Here is how you can load and plot the data:

using GeoStats
using NetCDF
using Plots

# load 2D matrices containing data
X = ncread("Matthew.nc", "x");
Y = ncread("Matthew.nc", "y");
P = ncread("Matthew.nc", "sfc_precip")

# spatial data
sdata = StructuredGridData(Dict(:precipitation => P), X, Y)

# may take some time depending on the Plots.jl backend
# good idea to set gr(format=:png) for quick plots
plot(sdata, ms=0.1, size=(1000,1000))

Notice that this plot recipe is sub-optimal. It is just plotting the structured grid data as a collection of points with color. This is a fallback recipe for all spatial data types in GeoStats.jl. We cannot do better until Plots.jl backends implement something like pcolormesh from matplotlib.
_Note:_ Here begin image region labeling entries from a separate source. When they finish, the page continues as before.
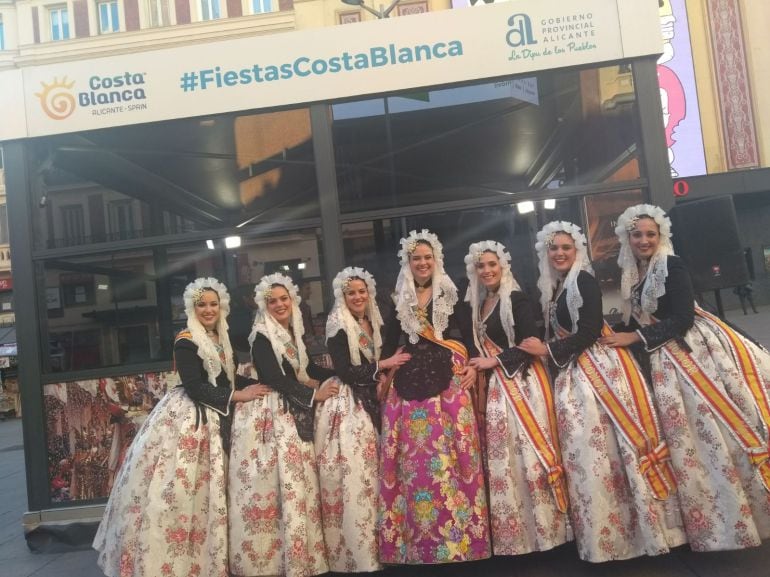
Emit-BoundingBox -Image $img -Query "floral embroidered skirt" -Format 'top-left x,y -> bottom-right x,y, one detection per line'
228,392 -> 329,577
554,344 -> 686,562
650,316 -> 770,551
315,377 -> 381,573
486,372 -> 572,555
380,384 -> 490,563
93,387 -> 228,577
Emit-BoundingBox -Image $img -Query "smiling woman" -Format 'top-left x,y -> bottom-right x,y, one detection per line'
228,273 -> 339,577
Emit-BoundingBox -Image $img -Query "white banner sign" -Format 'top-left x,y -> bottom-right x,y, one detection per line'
0,0 -> 662,140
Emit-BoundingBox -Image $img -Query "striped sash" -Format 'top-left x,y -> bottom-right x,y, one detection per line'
420,323 -> 468,378
560,323 -> 676,501
482,338 -> 569,513
695,307 -> 770,429
662,309 -> 770,492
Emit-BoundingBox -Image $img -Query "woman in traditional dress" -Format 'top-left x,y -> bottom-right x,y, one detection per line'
94,278 -> 269,577
380,230 -> 490,563
465,241 -> 572,555
603,204 -> 770,551
315,267 -> 409,573
229,273 -> 339,577
520,221 -> 685,562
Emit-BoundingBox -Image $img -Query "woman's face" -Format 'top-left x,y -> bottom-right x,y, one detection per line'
409,242 -> 436,285
267,285 -> 291,326
195,289 -> 219,331
476,251 -> 503,290
628,216 -> 660,260
548,232 -> 577,274
343,279 -> 369,318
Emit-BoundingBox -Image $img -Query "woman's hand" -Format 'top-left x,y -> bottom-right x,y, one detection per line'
377,372 -> 390,403
460,365 -> 476,391
518,337 -> 548,357
313,379 -> 340,403
599,333 -> 642,347
233,383 -> 272,403
468,357 -> 499,371
377,347 -> 412,371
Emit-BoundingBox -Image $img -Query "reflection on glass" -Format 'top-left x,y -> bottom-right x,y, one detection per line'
332,66 -> 640,212
34,108 -> 319,249
42,230 -> 326,372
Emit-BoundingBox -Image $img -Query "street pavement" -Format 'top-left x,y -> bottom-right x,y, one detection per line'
0,306 -> 770,577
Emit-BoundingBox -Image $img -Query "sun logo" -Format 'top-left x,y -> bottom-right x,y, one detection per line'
35,76 -> 76,120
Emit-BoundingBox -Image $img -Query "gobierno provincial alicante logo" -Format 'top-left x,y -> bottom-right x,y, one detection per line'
505,12 -> 597,60
35,72 -> 147,120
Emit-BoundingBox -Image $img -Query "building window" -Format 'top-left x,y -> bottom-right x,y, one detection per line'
109,200 -> 134,240
251,0 -> 273,14
337,10 -> 361,24
398,2 -> 428,16
48,6 -> 70,40
0,203 -> 9,244
147,0 -> 170,28
96,0 -> 120,34
201,0 -> 220,20
61,204 -> 86,246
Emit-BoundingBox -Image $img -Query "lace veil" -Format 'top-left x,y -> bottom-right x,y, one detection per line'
535,220 -> 594,333
326,266 -> 383,366
249,273 -> 310,382
182,277 -> 235,386
615,204 -> 674,323
465,240 -> 521,350
393,229 -> 457,344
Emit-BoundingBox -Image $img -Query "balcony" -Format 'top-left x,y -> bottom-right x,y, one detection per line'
15,10 -> 296,67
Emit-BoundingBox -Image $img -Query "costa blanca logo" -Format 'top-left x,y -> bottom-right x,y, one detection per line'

You can plot subsets of spatial data (or any spatial object in GeoStats.jl) for example:

plot(view(sdata, 1:1000), ms=0.1, size=(500,500))

In the example above I am plotting the first 1000 points in the satellite trajectory. You can use view to take any subset of points in the range 1:npoints(sdata).

Now we can start defining our estimation problem. Say for example we want to estimate values in a regular grid covering the data. We first define the grid with:

# collect coordinates extrema
xmin, xmax = extrema(X)
ymin, ymax = extrema(Y)

# spatial domain
sdomain = RegularGrid((xmin,ymin), (xmax,ymax), dims=(50,50))

plot(sdomain, ms=0.1, size=(500,500)
plot!(sdata, ms=0.1)

After the estimation domain is defined, you can pick any solver from the framework that is compatible with the domain type to solve the estimation problem:

problem = EstimationProblem(sdata, sdomain, :precipitation)

Please let me know if something is not clear. The codebase is under heavy development.